Im Gegenteil: Ich erwarte von der katholischen Kirche in Deutschland, dass sie sich von diesen Angriffen auf die Menschenwürde anderer in Meisners Rede klar distanziert. Auch der Kardinal sollte erklären, dass er diese Angriffe nicht aufrechterhält. Denn auch Bischöfe und Kardinäle sind nicht sakrosankt. Die Inanspruchnahme der Religionsfreiheit kann solche Tiraden nicht rechtfertigen oder entschuldigen.
In seiner Predigt kommt folgendes zum Ausdruck: Kardinal Meisner mag keine Frauen, die abgetrieben haben, Homosexuelle und alle anderen Menschen, die außerhalb der Ehe Sexualität leben oder zusammenleben. Er empfindet vielmehr gegenüber solchen Menschen eine leidenschaftliche Abneigung und Verachtung. Für gewöhnlich nennt man eine solche leidenschaftliche Abneigung Hass. Ausschließlich auf diese Herabwürdigung wollte ich mit meiner Äußerung aufmerksam machen.

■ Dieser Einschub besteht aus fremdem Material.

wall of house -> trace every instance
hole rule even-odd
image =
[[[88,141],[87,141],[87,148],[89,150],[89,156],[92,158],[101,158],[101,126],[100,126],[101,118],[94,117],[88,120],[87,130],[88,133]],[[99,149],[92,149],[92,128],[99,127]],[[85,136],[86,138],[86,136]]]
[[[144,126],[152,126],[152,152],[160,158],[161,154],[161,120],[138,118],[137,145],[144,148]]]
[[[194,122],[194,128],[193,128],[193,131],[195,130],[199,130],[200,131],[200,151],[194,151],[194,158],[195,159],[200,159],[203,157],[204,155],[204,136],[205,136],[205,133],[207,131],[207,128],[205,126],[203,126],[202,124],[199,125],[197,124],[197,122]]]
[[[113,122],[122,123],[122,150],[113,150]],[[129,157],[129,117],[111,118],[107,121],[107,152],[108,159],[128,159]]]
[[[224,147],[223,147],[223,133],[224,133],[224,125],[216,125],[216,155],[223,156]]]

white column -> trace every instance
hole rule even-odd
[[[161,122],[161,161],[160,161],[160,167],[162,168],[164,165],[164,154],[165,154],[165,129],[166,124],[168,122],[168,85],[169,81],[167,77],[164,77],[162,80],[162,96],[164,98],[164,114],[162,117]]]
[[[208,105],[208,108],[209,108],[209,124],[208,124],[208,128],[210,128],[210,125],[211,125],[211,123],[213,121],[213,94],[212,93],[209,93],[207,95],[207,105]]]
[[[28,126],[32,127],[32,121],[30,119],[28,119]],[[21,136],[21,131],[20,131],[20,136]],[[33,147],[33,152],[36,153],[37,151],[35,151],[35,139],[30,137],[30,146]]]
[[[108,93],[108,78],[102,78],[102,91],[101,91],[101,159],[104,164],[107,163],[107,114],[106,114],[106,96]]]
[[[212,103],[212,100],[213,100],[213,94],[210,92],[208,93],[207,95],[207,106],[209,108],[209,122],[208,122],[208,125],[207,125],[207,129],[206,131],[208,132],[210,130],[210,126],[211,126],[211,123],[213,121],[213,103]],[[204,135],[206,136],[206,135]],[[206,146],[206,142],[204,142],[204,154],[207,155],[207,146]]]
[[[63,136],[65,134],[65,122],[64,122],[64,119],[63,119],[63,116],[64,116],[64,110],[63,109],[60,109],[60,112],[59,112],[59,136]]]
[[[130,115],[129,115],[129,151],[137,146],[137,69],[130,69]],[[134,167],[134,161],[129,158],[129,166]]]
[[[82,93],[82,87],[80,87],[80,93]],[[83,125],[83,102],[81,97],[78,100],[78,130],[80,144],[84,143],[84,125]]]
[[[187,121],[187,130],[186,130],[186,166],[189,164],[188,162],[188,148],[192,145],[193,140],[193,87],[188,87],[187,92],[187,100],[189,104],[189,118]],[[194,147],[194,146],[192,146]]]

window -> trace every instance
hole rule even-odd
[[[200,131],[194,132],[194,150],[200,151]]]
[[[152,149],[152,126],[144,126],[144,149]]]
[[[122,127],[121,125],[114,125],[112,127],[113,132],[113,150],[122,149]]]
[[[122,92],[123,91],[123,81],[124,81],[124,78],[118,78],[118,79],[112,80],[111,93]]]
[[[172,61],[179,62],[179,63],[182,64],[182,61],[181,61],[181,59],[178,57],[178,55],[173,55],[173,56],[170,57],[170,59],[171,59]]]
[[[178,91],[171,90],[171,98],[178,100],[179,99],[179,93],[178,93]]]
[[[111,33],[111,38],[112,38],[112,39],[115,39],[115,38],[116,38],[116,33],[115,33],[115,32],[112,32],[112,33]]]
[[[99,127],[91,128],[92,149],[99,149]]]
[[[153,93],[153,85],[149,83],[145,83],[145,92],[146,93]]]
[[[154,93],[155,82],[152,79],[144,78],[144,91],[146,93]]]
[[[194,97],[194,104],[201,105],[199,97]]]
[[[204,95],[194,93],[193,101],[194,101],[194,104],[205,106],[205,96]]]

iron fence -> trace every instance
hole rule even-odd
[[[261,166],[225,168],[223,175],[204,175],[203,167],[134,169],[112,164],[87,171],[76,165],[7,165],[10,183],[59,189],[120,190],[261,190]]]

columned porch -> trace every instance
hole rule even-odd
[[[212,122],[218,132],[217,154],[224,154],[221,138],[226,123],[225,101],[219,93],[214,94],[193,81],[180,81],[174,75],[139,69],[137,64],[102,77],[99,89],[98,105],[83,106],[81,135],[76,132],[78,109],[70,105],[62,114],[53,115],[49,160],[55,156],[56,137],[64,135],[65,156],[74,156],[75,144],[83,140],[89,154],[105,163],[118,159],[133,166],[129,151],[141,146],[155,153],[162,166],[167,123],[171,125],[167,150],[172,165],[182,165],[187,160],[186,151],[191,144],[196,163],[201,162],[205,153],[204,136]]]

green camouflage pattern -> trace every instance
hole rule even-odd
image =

Was er über Frauen, die abgetrieben haben, und über Menschen, die andere Lebensformen leben als die Ehe, gesagt hat, ist und bleibt eine Unverschämtheit.
Er behauptet, „mit jeder Abtreibung [stirbt] auch ein Teil der mütterlichen Seele….“ „Eine Abtreibung etwa ….macht eine Frau älter als ein halbes Dutzend Geburten.“ Im Kontext wird nahe gelegt, dass diese Frauen für ihn hässlich sind. Über „alle so genannten alternativen Modelle des menschlichen sexuellen Zusammenlebens“ bricht er den Stab, bezeichnet sie als „unwahr“ und „verderblich“. Sie machten ihr „eigenes Dasein unwahr“ und löschen ihre Existenz damit ontologisch aus.

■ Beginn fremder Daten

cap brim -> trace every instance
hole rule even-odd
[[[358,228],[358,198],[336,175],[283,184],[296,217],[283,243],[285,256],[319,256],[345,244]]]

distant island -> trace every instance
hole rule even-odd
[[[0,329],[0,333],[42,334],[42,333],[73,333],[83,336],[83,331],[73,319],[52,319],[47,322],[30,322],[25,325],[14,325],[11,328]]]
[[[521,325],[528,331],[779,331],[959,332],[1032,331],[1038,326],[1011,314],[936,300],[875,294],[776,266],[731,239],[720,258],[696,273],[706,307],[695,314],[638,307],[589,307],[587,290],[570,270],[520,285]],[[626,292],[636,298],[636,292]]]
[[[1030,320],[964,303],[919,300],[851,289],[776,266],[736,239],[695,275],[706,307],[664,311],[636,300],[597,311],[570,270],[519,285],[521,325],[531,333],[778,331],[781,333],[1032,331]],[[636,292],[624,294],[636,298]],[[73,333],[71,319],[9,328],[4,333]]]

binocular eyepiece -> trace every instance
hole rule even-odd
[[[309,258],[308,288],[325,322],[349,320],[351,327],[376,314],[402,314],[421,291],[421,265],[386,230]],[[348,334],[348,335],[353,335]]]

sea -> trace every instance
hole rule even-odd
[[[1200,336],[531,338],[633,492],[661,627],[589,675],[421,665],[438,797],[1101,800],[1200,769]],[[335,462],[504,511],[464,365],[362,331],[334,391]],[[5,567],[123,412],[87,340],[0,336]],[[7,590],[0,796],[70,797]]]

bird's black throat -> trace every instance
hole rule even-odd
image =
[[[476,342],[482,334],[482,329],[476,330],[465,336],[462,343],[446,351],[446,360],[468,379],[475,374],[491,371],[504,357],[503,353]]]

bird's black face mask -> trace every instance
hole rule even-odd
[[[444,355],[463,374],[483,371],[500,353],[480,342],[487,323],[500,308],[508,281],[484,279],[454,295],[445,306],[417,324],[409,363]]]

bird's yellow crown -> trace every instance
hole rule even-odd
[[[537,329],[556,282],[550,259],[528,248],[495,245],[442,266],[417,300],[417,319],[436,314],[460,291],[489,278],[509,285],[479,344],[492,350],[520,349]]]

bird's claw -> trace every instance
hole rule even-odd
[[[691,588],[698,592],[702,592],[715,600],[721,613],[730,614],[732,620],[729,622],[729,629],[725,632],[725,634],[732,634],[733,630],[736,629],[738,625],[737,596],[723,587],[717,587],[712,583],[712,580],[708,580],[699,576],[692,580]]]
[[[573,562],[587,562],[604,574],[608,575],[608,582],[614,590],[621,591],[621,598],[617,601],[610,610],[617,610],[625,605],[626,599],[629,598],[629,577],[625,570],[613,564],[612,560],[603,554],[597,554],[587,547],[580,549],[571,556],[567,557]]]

Diese Worte sind nicht einfach das Vertreten der kirchlichen Lehre, sie betonen auch nicht den Schutz von Ehe und Familie und lassen sich auch mit einer Mahnung vor der Gottvergessenheit der Moderne nicht rechtfertigen.
Meisners Predigten würdigen immer wieder Menschen herab und seine Predigten sind so oft auch geeignet Hass gegen diese Gruppen zu schüren. In diesem Sinne sind Meisners Einlassungen immer wieder Grund zur Empörung. Auch gerade weil solche Sentenzen nicht einmalige Ereignisse sind, sondern immer wieder fallen.

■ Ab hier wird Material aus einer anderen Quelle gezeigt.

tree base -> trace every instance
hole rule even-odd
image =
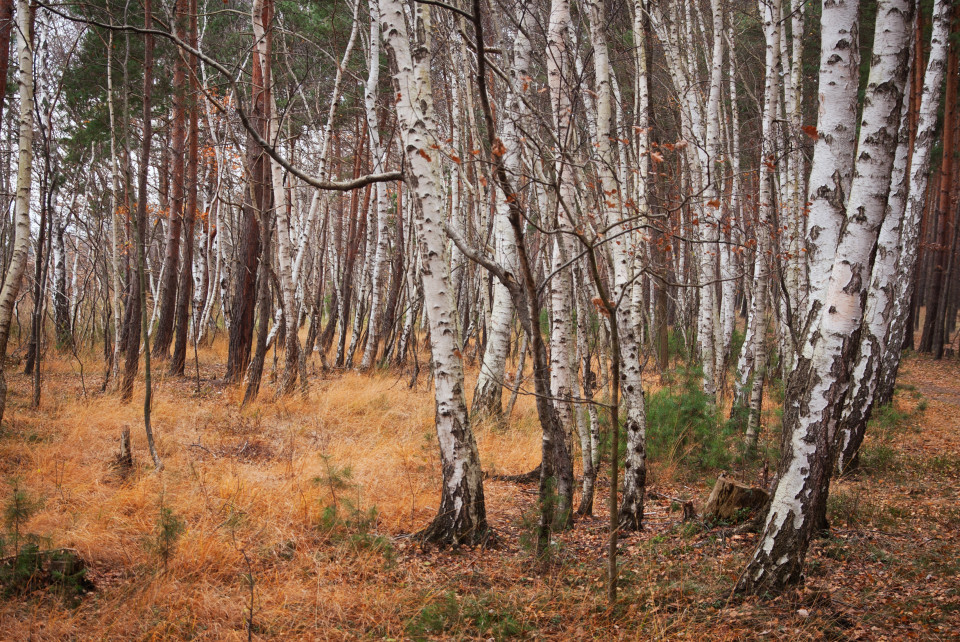
[[[541,466],[542,464],[537,464],[537,467],[531,470],[529,473],[522,473],[520,475],[491,475],[490,479],[496,481],[513,482],[515,484],[532,484],[533,482],[540,481]]]
[[[465,532],[457,532],[451,520],[438,515],[430,525],[414,533],[413,538],[420,542],[421,549],[431,545],[437,548],[459,548],[461,546],[479,546],[481,548],[495,548],[498,539],[494,530],[486,525],[472,528]]]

*Der Erzbischof soll im Oktober 03 in einem Referat in Budapest Homosexuelle diffamiert zu haben. In seinem Referat soll Meisner Drogensüchtige, Terroristen, Der Erzbischof soll in einem Referat in Budapest Homosexuelle diffamiert zu haben. In seinem Referat soll Meisner Drogensüchtige, Terroristen, Wissenschaftsgläubige und die Homosexualität als eine "Bedrohung der europäischen Werteordnung" bezeichnet haben. Der europäische Mensch müsse diese "Gifte ausschwitzen", soll Meisner weiter gesagt haben. Die Staatsanwaltschaft verneint den strafrechtlichen Vorwurf der Volksverhetzung: „"Meisner hat allgemein über Homosexualität aus Sicht der katholischen Moral, nicht aber über Homosexuelle gesprochen. Somit sind auch keine Äußerungen gegen homosexuelle Menschen getätigt worden.“
*Im August.2005 wiederholt er seine Verurteilung der Homosexualität in einem Interview bei Spiegel online und diffamiert die 68-er: Kinder würden zu "geistigen Krüppeln", wenn sie von ihren Eltern nicht "die Wirklichkeit Gottes" eröffnet bekämen. "Sehen Sie sich diese Eltern an! Viele gehören noch zu den 68ern. Das sind metaphysische Asylanten, Obdachlose", so der Kardinal.
*2005 sagt er in einer Predigt zu Heilig Drei König: "Zuerst Herodes, der die Kinder von Bethlehem umbringen lässt, dann unter anderem Hitler und Stalin, die Millionen Menschen vernichten ließen. Und heute, in unserer Zeit, werden ungeborene Kinder millionenfach umgebracht".
*Zu Angela Merkel sagte er dereinst: „Wie konnte eine Frau Familienministerin werden, die geschieden ist und mit einem geschiedenen Mann zusammenlebt?“
Ich hoffe, dass es jetzt zu einer kritischen Debatte über die Aussagen des Kölner Erzbischofs kommt.